Representatives from organizations such as Red Hat, the Chicago Mercantile Exchange, and Fidelity Information Services offered perspectives on Linux and open source on the desktop during a session at the InfoWorld Open Source Business Conference (OSBC) in San Francisco. The session was entitled "End Users and Linux: Do We Have a Participation Problem?".

[ Related: "Desktop Linux: Ready for the mainstream." | Follow the latest news and trends in open source with InfoWorld's Open Sources blog. | Read about the very best open source software products in InfoWorld's Best of Open Source Software Awards 2008. ]

Red Hat's CEO Jim Whitehurst pointed out several issues with running Linux on the desktop, including financial concerns the company has as a Linux vendor.

"First of all, I don't know how to make money on it," Whitehurst said. "Very few people are running a desktop that's mission-critical," so they do not want to pay the company for a desktop OS, he said.

There is some money in the Linux desktop, but not much, Whitehurst said. "We do have a desktop [version of Linux], but we typically sell it to big server customers who want some desktops." Red Hat offers its Red Hat Enterprise Desktop product, but Whitehurst added he was uncertain how relevant the desktop itself will be in five years, with the advent of concepts such as cloud-based and smartphone computing and VDI (Virtual Desktop Infrastructure).

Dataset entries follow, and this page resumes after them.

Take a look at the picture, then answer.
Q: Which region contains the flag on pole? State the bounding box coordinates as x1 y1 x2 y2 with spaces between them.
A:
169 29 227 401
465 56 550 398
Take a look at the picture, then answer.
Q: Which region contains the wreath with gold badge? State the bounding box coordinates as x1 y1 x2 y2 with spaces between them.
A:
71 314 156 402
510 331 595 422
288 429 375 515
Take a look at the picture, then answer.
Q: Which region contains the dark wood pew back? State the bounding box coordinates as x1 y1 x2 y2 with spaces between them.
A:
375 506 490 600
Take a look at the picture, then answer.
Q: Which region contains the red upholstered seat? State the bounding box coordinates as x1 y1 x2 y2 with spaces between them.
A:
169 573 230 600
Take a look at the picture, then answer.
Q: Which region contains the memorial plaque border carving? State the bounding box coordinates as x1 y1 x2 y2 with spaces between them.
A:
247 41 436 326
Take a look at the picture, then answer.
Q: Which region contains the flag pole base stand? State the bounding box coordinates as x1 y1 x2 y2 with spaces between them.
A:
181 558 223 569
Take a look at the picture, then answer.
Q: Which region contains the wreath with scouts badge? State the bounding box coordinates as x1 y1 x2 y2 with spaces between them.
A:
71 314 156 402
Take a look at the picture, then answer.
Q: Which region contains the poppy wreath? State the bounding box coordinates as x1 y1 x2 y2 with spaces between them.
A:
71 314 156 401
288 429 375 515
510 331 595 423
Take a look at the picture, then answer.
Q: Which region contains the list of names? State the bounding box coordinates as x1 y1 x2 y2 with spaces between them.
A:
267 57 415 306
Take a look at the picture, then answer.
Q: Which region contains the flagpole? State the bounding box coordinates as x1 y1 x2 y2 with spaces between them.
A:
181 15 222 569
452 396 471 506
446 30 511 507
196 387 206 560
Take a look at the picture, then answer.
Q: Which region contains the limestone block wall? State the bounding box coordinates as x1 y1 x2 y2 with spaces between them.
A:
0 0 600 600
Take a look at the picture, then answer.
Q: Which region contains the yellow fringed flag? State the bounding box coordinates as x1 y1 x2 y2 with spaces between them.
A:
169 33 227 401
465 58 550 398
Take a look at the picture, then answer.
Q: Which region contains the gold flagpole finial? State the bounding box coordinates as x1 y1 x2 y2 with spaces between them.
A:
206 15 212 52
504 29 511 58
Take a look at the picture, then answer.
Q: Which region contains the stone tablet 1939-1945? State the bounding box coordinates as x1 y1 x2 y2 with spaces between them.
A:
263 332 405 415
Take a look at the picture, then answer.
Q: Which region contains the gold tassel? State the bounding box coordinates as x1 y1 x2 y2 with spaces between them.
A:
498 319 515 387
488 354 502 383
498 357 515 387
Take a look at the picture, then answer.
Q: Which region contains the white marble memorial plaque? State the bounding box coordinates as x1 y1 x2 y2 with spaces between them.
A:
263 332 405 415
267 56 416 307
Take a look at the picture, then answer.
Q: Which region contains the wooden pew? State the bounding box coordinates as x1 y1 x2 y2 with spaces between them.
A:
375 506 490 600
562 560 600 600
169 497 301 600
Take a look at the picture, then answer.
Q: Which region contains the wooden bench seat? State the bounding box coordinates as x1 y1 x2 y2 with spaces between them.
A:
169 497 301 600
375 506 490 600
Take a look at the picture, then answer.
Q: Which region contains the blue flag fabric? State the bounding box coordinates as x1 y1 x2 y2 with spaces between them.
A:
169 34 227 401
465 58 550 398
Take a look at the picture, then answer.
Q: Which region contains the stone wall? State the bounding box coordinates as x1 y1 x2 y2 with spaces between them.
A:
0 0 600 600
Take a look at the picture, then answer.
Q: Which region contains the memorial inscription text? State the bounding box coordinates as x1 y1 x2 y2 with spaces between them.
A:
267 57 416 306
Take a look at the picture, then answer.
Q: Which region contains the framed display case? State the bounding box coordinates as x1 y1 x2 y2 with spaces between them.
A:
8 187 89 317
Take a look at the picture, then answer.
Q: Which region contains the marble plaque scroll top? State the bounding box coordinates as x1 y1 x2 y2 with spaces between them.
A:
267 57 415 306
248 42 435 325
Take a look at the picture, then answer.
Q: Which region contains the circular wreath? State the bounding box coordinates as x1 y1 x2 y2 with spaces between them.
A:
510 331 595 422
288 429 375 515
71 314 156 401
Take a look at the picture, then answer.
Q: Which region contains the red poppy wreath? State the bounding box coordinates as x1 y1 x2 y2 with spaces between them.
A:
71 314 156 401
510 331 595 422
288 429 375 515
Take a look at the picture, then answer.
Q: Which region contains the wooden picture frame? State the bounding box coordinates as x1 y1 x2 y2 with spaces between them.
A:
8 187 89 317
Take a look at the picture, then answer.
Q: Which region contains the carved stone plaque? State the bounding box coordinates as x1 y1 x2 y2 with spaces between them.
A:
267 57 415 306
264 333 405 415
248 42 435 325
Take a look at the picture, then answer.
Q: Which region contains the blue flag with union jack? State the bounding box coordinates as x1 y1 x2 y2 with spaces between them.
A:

"The concept of a desktop is kind of ridiculous in this day and age," said Whitehurst. "I'd rather think about skating to where the puck is gong to be than where it is now," he said, using a hockey analogy.

Interoperability issues also are a hindrance, according to Whitehurst. "There's a reason Microsoft doesn't want to certify Evolution [a Linux mail client] hooking into [Microsoft's mail server] Exchange," he said. Microsoft has key control points locked up on the desktop, he said,

"There's a desire [to use desktop Linux] but practicality sets in," said panelist Vinod Kutty, associate director of the Chicago Mercantile Exchange. "There are significant barriers to switching."

Even Linux developers he has known prefer a Macintosh to a Linux desktop, Kutty said.

Another panelist, Timothy Golden, senior vice president for Unix engineering, security, and provisioning at Bank of America, concurred with Whitehurst. "I have to agree with Jim on this one," he said. How people view the desktop is going to change, said Whitehurst.

But another panelist, K.S. Bhaskar, senior vice president of Fidelity Information Services, gave a thumbs-up to Linux on the desktop, adding that his family even uses it at home.

"I kicked the Windows habit 10 years ago," Bhaskar said. "In the group that I have at work, Linux is our primary desktop that we've been using since 2000," he said.

An industry analyst in the audience agreed with the panel's skepticism toward desktop Linux. "I think they're right, there are barriers to adoption," said analyst Tim Clark, partner at The FactPoint Group.

Earlier in the day, Novell CEO Ron Hovsepian was optimistic about Linux on the desktop, particularly on netbooks.

Panelists also discussed topics such as whether the economic downturn was good for open source. The downturn has benefitted open source because it gets people to try new things, Whitehurst said. Many new projects are getting done on Linux, he said.

Prior to the panel session, Whitehurst gave a speech proclaiming the economic situation as a "fantastic time for open source."

"I almost feel bad," because open source software proponents profit from other people's misery," Whitehurst said. In tough economic times, "people get out of their comfort zone," he said. Companies that would never have considered open source are now looking at Red Hat, said Whitehurst. He added a significant chunk of Red Hat's revenue has come from Unix to Linux conversions.